Remember when titanium was the best CMF material you could offer your patients?
Global Strategic Marketing Manager
The key clinical challenges in reconstruction of craniofacial bone defects today are:
Ability to carry out complex reconstructions
There is a growing surgeon awareness to overcome these clinical challenges by using prefabricated custom implants for cranioplasty procedures. Today’s custom implants employ the latest advances in imaging, coupled with 3D modelling and state of the art manufacturing to produce the final implant with perfect fit. A number of material options are at the disposal of the surgeon when it comes to cranioplasty. Among these are:
Figure 1: Young's Modulus
3 Clinical Outcomes with Custom PEEK Implants
In comparison with autologous bone, custom PEEK implants have been shown to result in significantly lower complication rates8 and, in a study of PEEK-OPTIMA Natural vs. titanium mesh (+/- acrylic cement), Ng et al. found no complications in the PEEK group, but 80% and 43% in the titanium and titanium plus acrylic groups, respectively. Similarly, there were no failures in the PEEK group, but 60% and 43% in the titanium and titanium plus acrylic groups, respectively.2,5
1. Avoiding post-operative infection
Another large study of 132 patients receiving PEEK-OPTIMA Natural or titanium mesh implants, found that overall complication rates, including infection, were similar between the groups, but there was a trend towards increased exposure of the titanium implants.3 Although infection rates can be dependent upon a number of factors, including length of surgery and proximity to the frontal sinus, the rate associated with PEEK cranioplasty is similar to that of prefabricated PMMA and titanium plates, but lower than that observed for autologous bone.2,6
2. Improving brain function and reducing implant exposure
In probably the largest, multi-center retrospective study to date comparing PEEK-OPTIMA Natural with titanium, Zhang et al. followed a total of 185 patients.4 The indication for the majority of patients in each group was trauma (82.7% in the PEEK group vs. 70.0% in the titanium mesh group), and most involved complex reconstructions (78.7% in the PEEK group vs. 80.9% in the titanium group). The authors identified a number of significant differences between the groups. Among these, brain function improvement was higher in patients receiving a PEEK implant (25.3%) compared with titanium implant (10.9%), and the PEEK group displayed a significantly lower rate of complications overall (17.3%) compared with the titanium mesh group (31.8%). Of note also, was the higher incidence of post-operative implant exposure in the titanium group which can, in many cases, necessitate re-operation. A similar propensity for wound breakdown and implant exposure of titanium implants compared with PEEK has been seen in other studies.3,25
3. Reducing risk of complications
Finally, a recent systematic review and meta-analysis looked at the combined literature for PEEK cranioplasty and compared it with the outcomes of titanium mesh and autologous bone.27 In the meta-analysis comparing PEEK with autologous bone, there were no instances of complication in the PEEK group, while the complication rate in the bone group was 37%, representing a 7.69-fold increase in the odds of complication with autologous bone. Similarly, there was a 1.74-fold increase in the odds of implant failure in the autologous bone group compared with PEEK (10.9% vs. 0% respectively).

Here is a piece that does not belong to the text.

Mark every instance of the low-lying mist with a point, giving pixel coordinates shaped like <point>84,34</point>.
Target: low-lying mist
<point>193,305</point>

The second meta-analysis included in this study comparing with titanium mesh revealed similar advantages with PEEK, including a 7.87-fold increase in the odds of post-operative complication with titanium (38.1% vs. 16.7% for PEEK) and a 5.88-fold increase in the odds of implant failure with titanium (26.5% vs. 8.3% for PEEK). Implant infection was seen in 6% of PEEK cases, which was towards the lower or midpoint of the ranges cited by the authors in the literature (0-25.9% for bone and 0-11% for titanium mesh). Similarly, the overall complication rate (15.3%) and failure rate (8.7%) for PEEK implants were towards the lower end cited in the literature for autologous bone and titanium mesh.

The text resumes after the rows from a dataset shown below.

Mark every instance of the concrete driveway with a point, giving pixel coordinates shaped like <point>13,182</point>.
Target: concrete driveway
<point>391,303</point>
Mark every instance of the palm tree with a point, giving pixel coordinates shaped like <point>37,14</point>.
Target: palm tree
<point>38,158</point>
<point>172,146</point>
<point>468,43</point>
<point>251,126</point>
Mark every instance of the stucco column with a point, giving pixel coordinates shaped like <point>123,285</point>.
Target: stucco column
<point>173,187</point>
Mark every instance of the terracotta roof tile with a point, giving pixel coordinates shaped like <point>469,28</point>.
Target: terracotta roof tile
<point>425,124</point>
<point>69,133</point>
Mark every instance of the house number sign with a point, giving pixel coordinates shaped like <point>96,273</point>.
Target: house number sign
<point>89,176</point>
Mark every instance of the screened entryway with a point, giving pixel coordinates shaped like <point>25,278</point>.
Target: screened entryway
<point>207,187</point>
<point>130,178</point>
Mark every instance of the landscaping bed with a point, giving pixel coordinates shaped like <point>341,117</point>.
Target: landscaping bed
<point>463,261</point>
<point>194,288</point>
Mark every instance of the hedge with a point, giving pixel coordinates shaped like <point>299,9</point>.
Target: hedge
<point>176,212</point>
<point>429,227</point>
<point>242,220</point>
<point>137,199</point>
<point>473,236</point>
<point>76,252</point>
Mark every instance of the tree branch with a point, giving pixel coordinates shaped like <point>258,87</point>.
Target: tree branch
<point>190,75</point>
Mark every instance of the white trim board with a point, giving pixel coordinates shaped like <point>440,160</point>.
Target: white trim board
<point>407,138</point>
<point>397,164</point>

The authors concluded that there was a trend towards lower post-operative complications with PEEK compared with autologous bone as well as a trend towards lower implant failure with PEEK compared with titanium.27 Although these trends did not quite reach statistical significance (probably due to the small number of studies and data available), this is the first study employing statistical analysis of multiple studies that points towards potentially advantageous clinical outcomes for PEEK cranioplasty patients.